Evaluating project ideas

(This is more about you evaluating your ideas than me doing the same, and raises issues that will apply to things you do in any projects, academic or professional or whatever, throughout your lives)

All projects get started --like pearls in oysters-- with bits of grit that accrete. The bits of grit are often interests or idea-fragments or questions that keep floating to the top, and usually the germ that began the project is thoroughly buried at the end. Learning to be in control of the process is really worth putting effort into, and that's part of my objective in putting you through the process of "negotiating" the project you'll be working on for Anthropology 230.

The first issue is usually whether an idea for a project is do-able in scope and resources, and the natural tendency of most of us is to think big and bite off a huge chunk... and then discover that it's too big to get control over. This is not to say that you shouldn't think big, but rather that Big runs the risk of being superficial. So the first stage in evaluating is to ask what are the available resources? and then go through a pretty systematic process of searching, examining, thinking, reading, writing.

This is what I'm trying to bulldoze you into with assignments like Annie and JSTOR searches and log file entries: figuring out strategies that work for you to systematize the development process for your ideas. One can't just do the library catalog thing once and have it done with (that's the high school model for research process) --you need to keep going back as you have new ideas and questions, and you need to process a lot of stuff (a lot of which will be discarded --think of the baleen whales) and you need to keep track of what you find and what you think.
"Keeping track" is where the log.html file comes in.
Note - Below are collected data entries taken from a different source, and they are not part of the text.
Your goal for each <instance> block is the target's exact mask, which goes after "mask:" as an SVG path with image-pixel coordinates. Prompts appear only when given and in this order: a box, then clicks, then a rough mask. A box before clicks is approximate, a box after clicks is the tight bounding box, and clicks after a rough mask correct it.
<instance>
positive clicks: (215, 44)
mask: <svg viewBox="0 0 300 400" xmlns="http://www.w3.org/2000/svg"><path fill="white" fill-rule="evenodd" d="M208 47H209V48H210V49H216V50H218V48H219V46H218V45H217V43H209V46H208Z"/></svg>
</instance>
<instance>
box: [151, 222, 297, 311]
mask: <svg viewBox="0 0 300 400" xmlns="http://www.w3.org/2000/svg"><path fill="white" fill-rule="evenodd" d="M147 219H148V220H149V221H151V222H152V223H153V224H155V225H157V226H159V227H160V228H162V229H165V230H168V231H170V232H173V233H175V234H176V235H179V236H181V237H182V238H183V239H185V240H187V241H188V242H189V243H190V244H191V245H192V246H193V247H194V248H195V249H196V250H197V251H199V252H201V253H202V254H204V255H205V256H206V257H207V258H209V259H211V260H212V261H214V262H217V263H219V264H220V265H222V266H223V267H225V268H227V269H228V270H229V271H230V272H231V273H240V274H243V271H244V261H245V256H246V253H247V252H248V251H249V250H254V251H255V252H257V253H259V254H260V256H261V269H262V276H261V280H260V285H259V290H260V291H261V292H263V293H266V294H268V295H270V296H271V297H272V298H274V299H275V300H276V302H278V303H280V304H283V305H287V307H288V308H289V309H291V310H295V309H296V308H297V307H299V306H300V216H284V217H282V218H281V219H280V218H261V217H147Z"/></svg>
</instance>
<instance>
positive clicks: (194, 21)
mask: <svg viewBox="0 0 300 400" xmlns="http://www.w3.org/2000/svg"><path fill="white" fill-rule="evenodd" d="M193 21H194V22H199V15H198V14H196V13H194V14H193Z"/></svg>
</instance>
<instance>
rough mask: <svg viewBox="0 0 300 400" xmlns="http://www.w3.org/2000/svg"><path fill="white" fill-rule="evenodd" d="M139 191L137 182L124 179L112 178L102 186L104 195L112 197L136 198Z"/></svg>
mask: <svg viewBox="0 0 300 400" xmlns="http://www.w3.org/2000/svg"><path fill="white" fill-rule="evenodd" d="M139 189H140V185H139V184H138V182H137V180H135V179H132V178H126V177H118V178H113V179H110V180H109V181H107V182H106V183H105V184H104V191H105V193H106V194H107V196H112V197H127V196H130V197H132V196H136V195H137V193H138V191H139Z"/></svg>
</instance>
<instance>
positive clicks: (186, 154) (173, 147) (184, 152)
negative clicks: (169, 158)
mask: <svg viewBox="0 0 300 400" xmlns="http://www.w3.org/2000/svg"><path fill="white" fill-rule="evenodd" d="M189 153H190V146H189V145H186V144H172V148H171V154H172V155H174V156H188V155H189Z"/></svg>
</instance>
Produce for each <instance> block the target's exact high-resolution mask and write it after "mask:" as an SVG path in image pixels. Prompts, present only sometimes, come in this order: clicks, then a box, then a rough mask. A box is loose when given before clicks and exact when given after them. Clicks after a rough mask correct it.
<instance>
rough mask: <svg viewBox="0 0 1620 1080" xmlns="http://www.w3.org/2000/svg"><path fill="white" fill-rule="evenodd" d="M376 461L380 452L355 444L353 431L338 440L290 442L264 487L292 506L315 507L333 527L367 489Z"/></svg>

Clearly I'll make specific assignments for entries to your log.html file, but I most definitely hope that you'll use that same file to record what you're doing and thinking --that you'll explore log.html as a diary medium. Entries don't have to be enormously detailed, but could include notes-to-yourself on what you did, what you found, what you think about what you think, and so on (personally, my own analogs to the log.html file are quite detailed, and prove to be very useful to me later on). I'll certainly be checking on your logs and reading what you put in them, and when it comes to mundanities like grading, an obvious and concerted effort to use the log.html medium will be not-irrelevant. And I hope you'll also look at each other's logs, rising above invidious comparison and maybe even helping each other out with constructive comments. 'Nuff said?